GIANLUCA CANTALAMESSA (LEGA). Grazie Presidente. Parto con una premessa, perché credo che non ci sia un italiano di buonsenso che non sia d'accordo sul superamento di questa annosa questione che ha fatto milioni di vittime innocenti. Il 4 aprile, fra l'altro, si celebra la giornata indetta dalle Nazioni Unite, secondo la risoluzione A/RES/60/97, che promuove la conoscenza del problema delle mine e degli ordigni inesplosi. Come già ricordato dai colleghi prima, sia il Trattato di Ottawa che la Convenzione sulle munizioni cluster del 2008 rappresentano le cornici legali internazionali di riferimento per impedire uso, produzione, commercio e stoccaggio di queste armi subdole e tuttora, purtroppo, ancora attive nel mondo. Ordigni capaci di uccidere o mutilare irreversibilmente esseri umani in un solo secondo: ce ne sono ancora in giro milioni. Giusto per fare un esempio, durante la guerra tra Iran e Iraq, dal 1980 al 1988, furono disseminati più di 10 milioni di congegni esplosivi, molti dei quali acquistati anche in Italia; l'operazione di bonifica di quell'area non è ancora finita e molti ragazzi continuano a morire a distanza di anni. In occasione dello scorso 4 aprile, Jody Williams, premio Nobel per la pace nel 1997 per la campagna internazionale antimine, ha voluto mandare un messaggio molto importante: mettere definitivamente al bando le mine antiuomo, così come investire in strutture e in programmi di riabilitazione per le centinaia di migliaia di persone rimaste ferite nei tanti conflitti nei quali si è fatto uso di questi armamenti, non è solo un fatto di giustizia o di risarcimento del male fatto, ma significa anche liberare risorse da destinare a piani per migliorare le condizioni di vita di quelle popolazioni che fuggono da guerre, spesso combattute facendo proprio uso di mine antiuomo. La Nobel statunitense allarga l'orizzonte e, guardando alle tragedie del presente, dalla Siria alla guerra dimenticata in Yemen, rilancia la sfida del disarmo: è un problema di leggi nazionali ma anche di volontà di applicarle su scala internazionale. Si vis pacem, para bellum, da Platone a Napoleone è un motto che sicuramente ha un valore, però immaginare un mondo senza mine, le cui vittime troppo spesso sono persone innocenti, non è un'utopia ma un sano principio di realismo: è un obiettivo che va posto.

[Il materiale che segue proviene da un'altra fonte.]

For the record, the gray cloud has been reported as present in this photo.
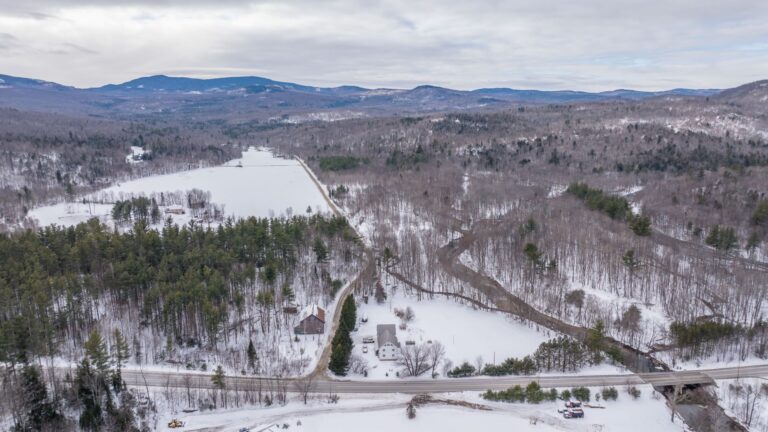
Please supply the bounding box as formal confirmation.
[0,0,768,90]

Per questo è importante la costruzione di movimenti che parta da opinioni pubbliche e arrivi a influenzare i centri politici decisionali di tutto il mondo. L'Italia può passare dal triste primato di Paese produttore a quello di Paese in prima linea per lenire le sofferenze causate da questi origini. Questo provvedimento - come dicevano prima i colleghi, giustamente, e anche il rappresentante del Governo - era già stato approvato in via definitiva da entrambi i rami del Parlamento durante la precedente legislatura, ma non è potuto entrare in vigore per un mancato coordinamento con l'articolo 7 della legge 14 giugno 2011 n. 95. Il vulnus costituzionale era stato prontamente corretto dalla Commissione finanze, che aveva concluso la revisione del testo, senza però poter procedere alla calendarizzazione e discussione in Aula, per l'imminente scioglimento delle Camere.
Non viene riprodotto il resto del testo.